Cell culture is the extraction of cells from a living organism and growing it in an artificial environment similar to that of a natural environment. It is an essential lab procedure in a majority of experiments in a molecular biology lab.
The necessity of culturing cell arose due to the need for testing the biochemical conditions and constituents of an animal body which enables us to understand the molecular basis of the different systems and pathways that runs the body.
It is a necessary element of understanding disease pathology. Now, this requires a definite amount of good quality cells isolated from a desired human tissue or animal tissue which can be grown and cultured in vitro, with the help of lab equipment. Today, we are going to learn more about this cell culturing and its role in experiments.
Growing Cells in a Lab – What does it mean? (cell culture techniques)
Although, cell culturing started with the aim of understanding cell function and condition in the body, yet it developed into an essential feature in drug development and testing. So, any kind of therapeutic agents and drugs is first tested and developed using cell culture techniques.
For this, we use a vast number of cells that are cultured and maintained for generations to use it in the future. So cell culture isn’t just isolating and deriving cells alone, it includes culturing those cells in a viable medium which allows subsequent subculturing from time to time for generations and lastly preservation of these cultured cells.
Primarily, cancer cells and stem cells are used for culturing cells. Stem cells are the most utilized cell culture for understanding different cell conditions and functions, whereas cancer cells are ideal for drug development and treatment strategies.
A particular type of cells cultured to give rise to more numbers of that particular cell type is known as cell lines, and it is this cell lines, that is, cells of that particular type which is further cultured and preserved in the next batch of culturing.
The Procedure of Growing Cells
Isolating Cells: The process of growing cells starts with the isolation of a particular cell type from the desired tissue.
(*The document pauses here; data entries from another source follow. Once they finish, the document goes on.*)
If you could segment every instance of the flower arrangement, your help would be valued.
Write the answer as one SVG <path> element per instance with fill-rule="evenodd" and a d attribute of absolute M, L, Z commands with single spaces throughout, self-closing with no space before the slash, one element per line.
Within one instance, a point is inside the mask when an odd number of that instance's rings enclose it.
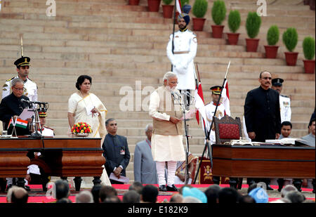
<path fill-rule="evenodd" d="M 86 122 L 78 122 L 72 127 L 72 132 L 74 134 L 91 133 L 91 126 Z"/>

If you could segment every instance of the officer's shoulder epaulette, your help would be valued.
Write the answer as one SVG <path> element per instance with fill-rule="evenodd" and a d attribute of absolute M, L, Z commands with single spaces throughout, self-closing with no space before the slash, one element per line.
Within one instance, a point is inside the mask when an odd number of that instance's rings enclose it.
<path fill-rule="evenodd" d="M 13 77 L 12 79 L 10 79 L 6 80 L 6 81 L 10 81 L 11 80 L 13 80 L 13 79 L 15 79 L 15 77 Z"/>
<path fill-rule="evenodd" d="M 51 130 L 52 130 L 52 131 L 54 130 L 53 129 L 52 129 L 52 128 L 51 128 L 51 127 L 48 127 L 48 126 L 44 126 L 44 127 L 45 127 L 45 128 L 47 128 L 47 129 L 51 129 Z"/>

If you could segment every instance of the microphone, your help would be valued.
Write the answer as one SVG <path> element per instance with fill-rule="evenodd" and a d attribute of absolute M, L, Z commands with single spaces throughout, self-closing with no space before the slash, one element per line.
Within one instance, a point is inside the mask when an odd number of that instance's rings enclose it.
<path fill-rule="evenodd" d="M 22 103 L 34 103 L 34 104 L 48 104 L 48 103 L 43 103 L 43 102 L 37 102 L 37 101 L 29 101 L 25 99 L 21 99 L 20 101 Z"/>

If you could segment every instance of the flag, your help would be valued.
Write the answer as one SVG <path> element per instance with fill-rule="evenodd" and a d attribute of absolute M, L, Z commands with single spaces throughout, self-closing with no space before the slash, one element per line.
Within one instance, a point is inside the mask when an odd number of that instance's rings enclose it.
<path fill-rule="evenodd" d="M 17 119 L 15 121 L 15 126 L 21 128 L 26 129 L 27 127 L 27 121 Z"/>
<path fill-rule="evenodd" d="M 177 11 L 179 13 L 182 13 L 182 6 L 181 6 L 181 2 L 180 0 L 176 0 L 176 7 L 177 8 Z"/>
<path fill-rule="evenodd" d="M 227 80 L 224 84 L 224 88 L 222 91 L 223 105 L 225 107 L 225 115 L 230 116 L 230 93 L 228 91 L 228 82 Z"/>
<path fill-rule="evenodd" d="M 204 120 L 206 120 L 206 112 L 205 112 L 204 98 L 203 97 L 203 90 L 202 88 L 201 81 L 199 82 L 197 88 L 195 89 L 195 107 L 199 111 L 196 114 L 197 124 L 199 124 L 199 113 L 203 118 L 203 122 L 205 125 Z"/>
For cancer cell lines, we take the desired tissue from cancer patients while for other cells, foetal tissue, or neonatal tissue is the ideal source.
The cells remain embedded in a matrix of cohesively arranged cells which need to be broken from each other with the help of proteolytic enzymes such as trypsin, collagenase, etc. along with a chelating agent like EDTA.
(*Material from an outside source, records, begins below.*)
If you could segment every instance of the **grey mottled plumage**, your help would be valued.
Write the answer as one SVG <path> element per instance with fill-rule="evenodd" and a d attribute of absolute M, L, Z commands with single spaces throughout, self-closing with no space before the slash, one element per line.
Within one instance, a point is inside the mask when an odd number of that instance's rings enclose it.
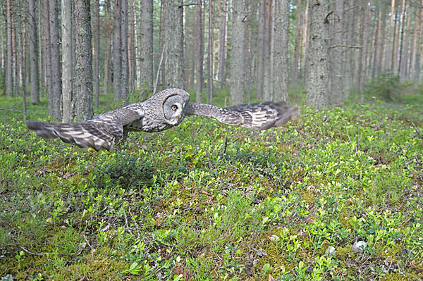
<path fill-rule="evenodd" d="M 60 138 L 80 147 L 110 150 L 128 132 L 160 132 L 177 126 L 187 115 L 214 117 L 219 122 L 255 130 L 278 127 L 300 113 L 285 102 L 263 102 L 221 108 L 190 103 L 190 94 L 180 89 L 160 92 L 143 102 L 130 104 L 80 123 L 27 123 L 38 137 Z"/>

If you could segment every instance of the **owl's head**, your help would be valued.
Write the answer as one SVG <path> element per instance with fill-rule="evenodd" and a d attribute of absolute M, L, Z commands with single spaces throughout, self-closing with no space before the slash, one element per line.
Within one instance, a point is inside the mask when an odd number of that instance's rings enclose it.
<path fill-rule="evenodd" d="M 180 89 L 168 89 L 169 95 L 163 102 L 163 116 L 168 124 L 178 125 L 183 120 L 190 101 L 190 94 Z"/>

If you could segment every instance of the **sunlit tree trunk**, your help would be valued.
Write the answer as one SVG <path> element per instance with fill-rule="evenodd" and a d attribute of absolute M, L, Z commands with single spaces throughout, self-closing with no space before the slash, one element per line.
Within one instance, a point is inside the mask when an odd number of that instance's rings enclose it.
<path fill-rule="evenodd" d="M 142 0 L 140 19 L 140 77 L 142 99 L 153 92 L 153 1 Z"/>
<path fill-rule="evenodd" d="M 233 0 L 231 7 L 231 105 L 244 103 L 244 56 L 247 5 L 245 0 Z"/>
<path fill-rule="evenodd" d="M 12 51 L 12 12 L 11 0 L 6 0 L 6 94 L 13 94 L 13 51 Z"/>
<path fill-rule="evenodd" d="M 92 117 L 92 56 L 90 0 L 75 1 L 75 113 L 77 122 Z"/>
<path fill-rule="evenodd" d="M 326 2 L 324 2 L 326 3 Z M 328 105 L 328 47 L 329 22 L 326 18 L 329 7 L 323 1 L 310 3 L 309 44 L 307 57 L 307 106 L 323 108 Z"/>
<path fill-rule="evenodd" d="M 38 87 L 38 36 L 37 32 L 37 13 L 35 13 L 35 0 L 29 0 L 27 27 L 31 102 L 38 104 L 39 102 L 39 91 Z"/>
<path fill-rule="evenodd" d="M 289 1 L 274 1 L 272 100 L 281 101 L 288 100 L 288 77 L 290 77 L 288 73 Z"/>
<path fill-rule="evenodd" d="M 114 0 L 114 25 L 113 30 L 113 96 L 114 102 L 118 102 L 122 98 L 122 49 L 121 35 L 121 17 L 122 14 L 121 0 Z"/>
<path fill-rule="evenodd" d="M 49 96 L 49 114 L 53 120 L 61 120 L 61 68 L 59 52 L 59 15 L 57 0 L 49 0 L 50 56 L 51 57 L 51 91 Z"/>
<path fill-rule="evenodd" d="M 183 6 L 182 0 L 164 0 L 166 87 L 184 88 Z"/>
<path fill-rule="evenodd" d="M 220 86 L 225 82 L 225 68 L 226 66 L 226 14 L 228 13 L 228 0 L 221 1 L 220 27 L 219 34 L 219 66 L 217 80 Z"/>
<path fill-rule="evenodd" d="M 201 95 L 203 83 L 203 61 L 204 51 L 204 37 L 202 25 L 202 0 L 198 0 L 197 3 L 197 63 L 195 64 L 195 101 L 201 103 Z"/>
<path fill-rule="evenodd" d="M 61 0 L 62 17 L 62 122 L 73 119 L 72 108 L 72 1 Z"/>
<path fill-rule="evenodd" d="M 100 99 L 100 4 L 94 0 L 94 89 L 95 90 L 94 106 L 99 107 Z"/>

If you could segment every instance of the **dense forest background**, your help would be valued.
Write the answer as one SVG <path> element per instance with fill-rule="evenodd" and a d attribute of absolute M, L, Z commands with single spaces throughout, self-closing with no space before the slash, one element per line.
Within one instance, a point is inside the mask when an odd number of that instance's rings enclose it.
<path fill-rule="evenodd" d="M 212 104 L 226 88 L 235 104 L 287 100 L 288 91 L 295 102 L 305 90 L 320 108 L 362 102 L 370 79 L 417 89 L 421 77 L 420 0 L 6 0 L 0 8 L 2 94 L 47 96 L 63 122 L 91 118 L 111 91 L 125 104 L 180 87 Z"/>

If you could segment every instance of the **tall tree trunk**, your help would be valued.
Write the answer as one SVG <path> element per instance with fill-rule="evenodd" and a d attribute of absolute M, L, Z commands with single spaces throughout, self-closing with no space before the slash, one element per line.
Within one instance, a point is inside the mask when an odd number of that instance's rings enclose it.
<path fill-rule="evenodd" d="M 368 5 L 368 1 L 364 0 L 362 3 L 362 11 L 363 13 L 363 30 L 362 30 L 362 46 L 360 58 L 360 69 L 359 70 L 359 81 L 360 81 L 360 102 L 364 102 L 364 84 L 366 82 L 366 68 L 367 61 L 367 50 L 369 47 L 369 21 L 372 15 L 372 0 L 370 0 L 370 5 Z"/>
<path fill-rule="evenodd" d="M 226 65 L 226 15 L 228 13 L 228 0 L 221 0 L 220 27 L 219 33 L 219 66 L 217 80 L 221 86 L 225 82 L 225 67 Z"/>
<path fill-rule="evenodd" d="M 97 108 L 100 99 L 100 4 L 99 0 L 94 0 L 93 3 L 94 106 Z"/>
<path fill-rule="evenodd" d="M 271 68 L 270 46 L 271 39 L 271 24 L 273 23 L 273 15 L 271 14 L 271 3 L 273 0 L 266 1 L 266 15 L 264 18 L 264 56 L 263 58 L 263 94 L 262 98 L 269 101 L 271 99 Z"/>
<path fill-rule="evenodd" d="M 400 58 L 400 77 L 401 81 L 404 81 L 407 78 L 407 66 L 408 66 L 408 51 L 410 46 L 410 25 L 411 23 L 411 13 L 410 13 L 411 8 L 408 5 L 407 9 L 407 18 L 405 18 L 405 13 L 403 20 L 407 20 L 405 25 L 405 29 L 403 30 L 403 42 L 401 48 L 401 56 Z M 404 35 L 405 34 L 405 35 Z"/>
<path fill-rule="evenodd" d="M 121 0 L 122 13 L 121 15 L 121 44 L 122 73 L 121 75 L 121 99 L 123 105 L 128 104 L 129 92 L 129 61 L 128 57 L 128 0 Z"/>
<path fill-rule="evenodd" d="M 38 37 L 37 34 L 37 13 L 35 0 L 28 1 L 28 49 L 30 57 L 30 75 L 31 81 L 31 101 L 39 103 L 38 88 Z M 25 84 L 25 83 L 24 83 Z"/>
<path fill-rule="evenodd" d="M 262 99 L 263 96 L 263 83 L 264 73 L 264 46 L 266 45 L 265 35 L 266 18 L 266 0 L 259 1 L 259 30 L 257 34 L 257 72 L 256 98 Z"/>
<path fill-rule="evenodd" d="M 90 0 L 75 1 L 76 32 L 75 113 L 77 122 L 92 117 L 92 57 Z"/>
<path fill-rule="evenodd" d="M 103 92 L 104 94 L 109 93 L 109 89 L 111 81 L 111 75 L 110 71 L 110 63 L 111 57 L 111 27 L 113 23 L 111 23 L 111 17 L 110 15 L 110 1 L 106 0 L 105 7 L 105 19 L 104 19 L 104 28 L 106 30 L 106 43 L 104 50 L 104 77 L 103 82 Z"/>
<path fill-rule="evenodd" d="M 183 0 L 164 0 L 166 86 L 180 89 L 184 88 L 183 4 Z"/>
<path fill-rule="evenodd" d="M 118 102 L 122 99 L 122 58 L 121 54 L 121 1 L 114 0 L 115 4 L 114 8 L 114 26 L 113 30 L 113 96 L 114 102 Z"/>
<path fill-rule="evenodd" d="M 209 40 L 207 58 L 207 104 L 213 104 L 213 6 L 212 0 L 209 0 Z"/>
<path fill-rule="evenodd" d="M 288 38 L 289 38 L 289 1 L 274 0 L 274 27 L 272 38 L 274 56 L 273 100 L 276 101 L 287 101 Z"/>
<path fill-rule="evenodd" d="M 140 77 L 142 99 L 153 92 L 153 0 L 142 0 L 140 25 Z"/>
<path fill-rule="evenodd" d="M 343 48 L 339 46 L 343 45 L 343 0 L 338 0 L 334 3 L 335 6 L 333 11 L 334 23 L 333 28 L 332 41 L 333 48 L 330 50 L 331 53 L 331 102 L 333 104 L 340 104 L 343 101 L 343 98 L 345 95 L 344 93 L 343 87 Z"/>
<path fill-rule="evenodd" d="M 423 0 L 421 6 L 423 7 Z M 417 18 L 416 18 L 417 20 Z M 416 55 L 416 61 L 414 73 L 414 89 L 417 89 L 419 87 L 419 77 L 420 76 L 420 63 L 422 58 L 422 37 L 423 37 L 423 8 L 420 8 L 420 26 L 419 27 L 419 42 L 417 43 L 417 51 Z"/>
<path fill-rule="evenodd" d="M 59 53 L 59 19 L 57 0 L 49 0 L 50 56 L 51 57 L 51 91 L 49 96 L 49 114 L 53 120 L 61 120 L 61 71 Z"/>
<path fill-rule="evenodd" d="M 11 0 L 6 0 L 6 94 L 8 97 L 13 94 L 11 9 Z"/>
<path fill-rule="evenodd" d="M 50 14 L 49 12 L 49 0 L 43 0 L 44 21 L 43 21 L 43 43 L 44 43 L 44 87 L 47 96 L 51 95 L 51 46 L 50 44 Z"/>
<path fill-rule="evenodd" d="M 382 65 L 384 65 L 384 58 L 385 52 L 385 30 L 386 28 L 386 8 L 388 6 L 381 2 L 381 27 L 379 28 L 379 39 L 378 44 L 378 58 L 376 60 L 376 75 L 378 75 L 382 73 Z"/>
<path fill-rule="evenodd" d="M 291 68 L 291 79 L 294 89 L 294 99 L 296 99 L 298 90 L 298 61 L 300 59 L 300 49 L 301 44 L 301 8 L 302 0 L 297 1 L 297 11 L 295 13 L 295 35 L 294 42 L 294 56 Z"/>
<path fill-rule="evenodd" d="M 72 0 L 61 0 L 62 17 L 62 122 L 73 120 L 72 108 Z"/>
<path fill-rule="evenodd" d="M 230 31 L 231 49 L 231 96 L 233 106 L 244 103 L 244 56 L 245 42 L 245 22 L 247 5 L 245 0 L 233 0 L 232 18 Z"/>
<path fill-rule="evenodd" d="M 197 3 L 197 63 L 195 64 L 196 84 L 195 101 L 201 103 L 201 94 L 203 82 L 203 60 L 204 51 L 204 37 L 202 25 L 202 0 Z"/>
<path fill-rule="evenodd" d="M 326 3 L 326 2 L 324 2 Z M 323 108 L 328 105 L 328 38 L 329 22 L 328 4 L 310 3 L 309 44 L 307 57 L 307 77 L 305 85 L 307 106 Z"/>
Cell agitation tears apart the tissue and we get a suspension of cells which is further isolated into individual cells through various techniques such as enzymatic treatment, antibody labeling, fluorescence cells sorter, and dye labeling.
Culturing the Isolated Cells
Culturing these cells in lab equipment such as cell culture plates and cell culture flasks is the actual step from which the cell culture procedure begins.
There are 2 ways of culturing cells in the laboratory for in vitro experiments. The first is a liquid medium culture called suspension culture done in cell culture flasks, and the second is a semi-solid medium of culturing done in cell culture plates.
The first instance of cell culturing started with a suspension culture of frog nerve cells in a simple salt solution done by Ross Harrison in Yale University back in 1907.
The technique has evolved over the years, and now, molecular biologists can use culture cells in more accurate conditions with a range of supplements such as blood, nutrients proteins, lipids, growth factors, hormones, enzymes, etc. which is added to the already nutrient-rich culture media. These cell-cultured flasks and plates need proper temperature and gases like oxygen and carbon dioxide to grow for which they are kept in an incubator.
After the proper incubation period of 24-48 hours of inadequate temperature, the cells multiply to form the next generations.
Preserving the Cell Culture
This new cultured cell, which has a good proportion of cells, can be directly used for experiments or they can be preserved for future use.
For long term cell culturing, preservation at a low temperature called cryopreservation is essential. For preservation, the cells are further treated with protective agents such as glycerol and DMSO and stored at –130°C.
Now any time in the near future, one can prepare a subculture from these preserved cells using the same process as mentioned above.
This is how the simple technique of cell culture works, enabling researchers to grow cells in the lab for laboratory use in their experiments.